Scott Anderson

NextBillion Founder WRI Exiting Partnership: The William Davidson Institute will continue to direct and invest in NB

Today, I’m announcing that the World Resources Institute (WRI) has stepped down as co-managing partner of the NextBillion network. The William Davidson Institute (WDI) will continue to direct the network of sites as sole manager of NextBillion, along with continued input and involvement from our Content Partners.

For NextBillion readers and the broader community, this shift in management will not change our commitment to bring you a wide spectrum of perspectives, news, job listings and event opportunities focused on market-based solutions to poverty and other critical needs around the world. In fact, as I announced earlier and as many readers hopefully have noticed, NextBillion is expanding with the launch of NextBillion Health Care -– a new blog featuring systematic and business-oriented solutions to expanding access to affordable medical care for the underserved. WDI will continue to invest in and grow the NextBillion network, and remain true to the mission that we share with our active community.

WRI founded NextBillion in 2005. At the time, the notion of triple-bottom-line enterprises was largely a foreign concept. But through NextBillion, WRI provided one of the first online resources for knowledge and understanding of sustainable businesses that serve the poor, improve the environment and generate profits. By creating NextBillion, and later NextBillion en Español, WRI helped create the foundation for understanding and knowledge that today supports base of the pyramid strategies and action.

As many of you may already know, WRI announced in September that it would conclude its role as coordinator for the New Ventures (NV) global network at the end of 2012. Founded by WRI in 1999, NV is a global network of enterprise acceleration centers – based in Brazil, China, Colombia, India, Indonesia and Mexico – that spur the growth of entrepreneurial approaches to the challenges of sustainable development. Its vision has been to create a new, recognized asset class of enterprises creating positive impacts on the economy, the environment and society.

After 13 years WRI is transferring full ownership of New Ventures’ operations to its local partners, who will continue the mission on the ground. NV has stated that one of the main reasons for this strategic shift was to ensure independence of local programs and their long-term viability in the markets that need them most.

When WRI first launched NV, terms like “impact investing“ and “social entrepreneurship” were yet to be coined. Over the past decade, we’ve seen the emergence of new organizations supporting entrepreneurship and private sector development, including associations like ANDE and GIIN, incubator/accelerator programs like Village Capital and Artemisia in Brazil, and impact funds like Ignia Fund and Grassroots Business Fund. There’s no doubt WRI’s and NV’s pioneering work helped to grow this new industry, while demonstrating that small and medium-sized enterprises with positive environmental and social impact can be profitable.

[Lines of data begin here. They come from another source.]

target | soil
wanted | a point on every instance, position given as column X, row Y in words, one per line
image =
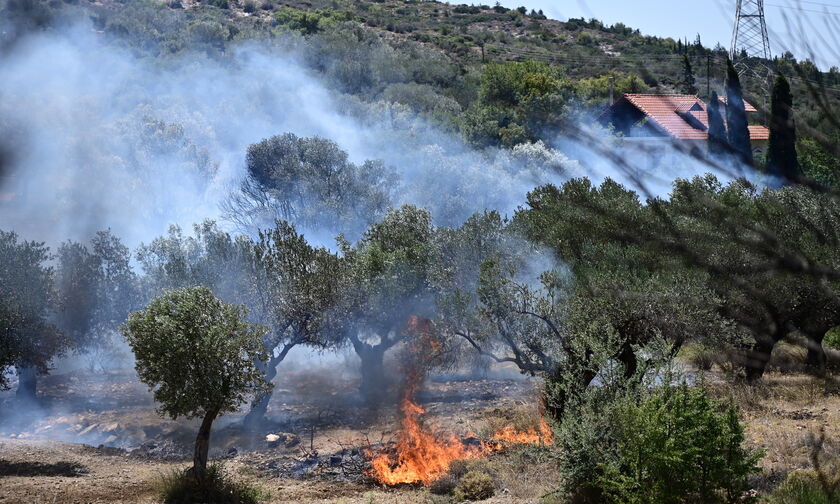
column 98, row 439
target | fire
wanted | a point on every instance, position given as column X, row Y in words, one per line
column 422, row 456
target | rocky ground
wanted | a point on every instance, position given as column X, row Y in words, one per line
column 98, row 438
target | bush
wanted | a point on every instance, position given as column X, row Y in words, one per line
column 475, row 485
column 444, row 485
column 832, row 339
column 178, row 487
column 677, row 446
column 803, row 487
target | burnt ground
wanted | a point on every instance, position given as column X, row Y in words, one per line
column 96, row 438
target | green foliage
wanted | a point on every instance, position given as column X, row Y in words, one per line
column 689, row 81
column 806, row 486
column 310, row 181
column 595, row 90
column 445, row 485
column 819, row 162
column 197, row 353
column 309, row 23
column 475, row 485
column 832, row 339
column 675, row 447
column 177, row 487
column 27, row 337
column 781, row 150
column 517, row 101
column 736, row 116
column 717, row 129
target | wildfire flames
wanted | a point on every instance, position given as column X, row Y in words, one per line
column 421, row 456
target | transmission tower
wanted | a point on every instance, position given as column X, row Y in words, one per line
column 749, row 36
column 750, row 52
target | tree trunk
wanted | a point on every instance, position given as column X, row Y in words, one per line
column 758, row 358
column 373, row 384
column 202, row 444
column 816, row 358
column 27, row 384
column 628, row 358
column 259, row 406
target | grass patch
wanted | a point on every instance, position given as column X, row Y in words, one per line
column 218, row 487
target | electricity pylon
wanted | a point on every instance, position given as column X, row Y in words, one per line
column 749, row 36
column 750, row 52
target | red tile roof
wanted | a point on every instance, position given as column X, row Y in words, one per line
column 683, row 116
column 759, row 132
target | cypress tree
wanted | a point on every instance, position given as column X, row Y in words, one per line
column 736, row 116
column 717, row 129
column 781, row 152
column 688, row 76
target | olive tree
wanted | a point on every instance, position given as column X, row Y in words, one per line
column 198, row 355
column 96, row 289
column 293, row 287
column 28, row 339
column 310, row 182
column 386, row 282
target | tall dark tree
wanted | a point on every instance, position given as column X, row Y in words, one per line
column 387, row 282
column 689, row 81
column 28, row 341
column 736, row 116
column 717, row 128
column 782, row 160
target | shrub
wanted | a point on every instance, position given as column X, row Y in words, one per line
column 803, row 487
column 475, row 485
column 832, row 339
column 677, row 446
column 444, row 485
column 216, row 486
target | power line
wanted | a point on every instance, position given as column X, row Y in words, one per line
column 800, row 9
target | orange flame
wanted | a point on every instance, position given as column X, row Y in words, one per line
column 421, row 456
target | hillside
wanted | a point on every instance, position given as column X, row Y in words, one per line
column 465, row 36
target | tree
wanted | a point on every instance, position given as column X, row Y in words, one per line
column 782, row 160
column 717, row 129
column 198, row 356
column 311, row 183
column 28, row 340
column 294, row 288
column 688, row 77
column 736, row 117
column 386, row 284
column 96, row 289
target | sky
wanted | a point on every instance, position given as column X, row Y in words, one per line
column 789, row 21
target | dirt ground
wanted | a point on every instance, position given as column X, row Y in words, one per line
column 98, row 438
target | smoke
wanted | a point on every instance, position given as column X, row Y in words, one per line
column 93, row 136
column 103, row 138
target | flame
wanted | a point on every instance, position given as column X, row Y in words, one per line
column 420, row 455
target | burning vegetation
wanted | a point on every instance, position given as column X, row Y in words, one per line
column 421, row 455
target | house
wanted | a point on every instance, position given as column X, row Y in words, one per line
column 647, row 120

Still, in an increasingly resource-constrained world, the scale that needs to be achieved to support truly sustainable, inclusive growth remains far from our reach. As WRI’s recent “Voices of the Entrepreneurs” report notes, entrepreneurs continue to struggle with a range of challenges inhibiting their success and driving the need for organizations like NV now more than ever.

I am very thankful for the breadth and depth of the voices and views WRI and NV have illuminated on NextBillion’s pages over the years. You can read or re-read their many past posts by clicking here and access older articles with the sorting function at the top of the page.

I wish New Ventures and the World Resources Institute well on their overlapping goals of protecting the earth, promoting development, and advancing sustainable enterprise.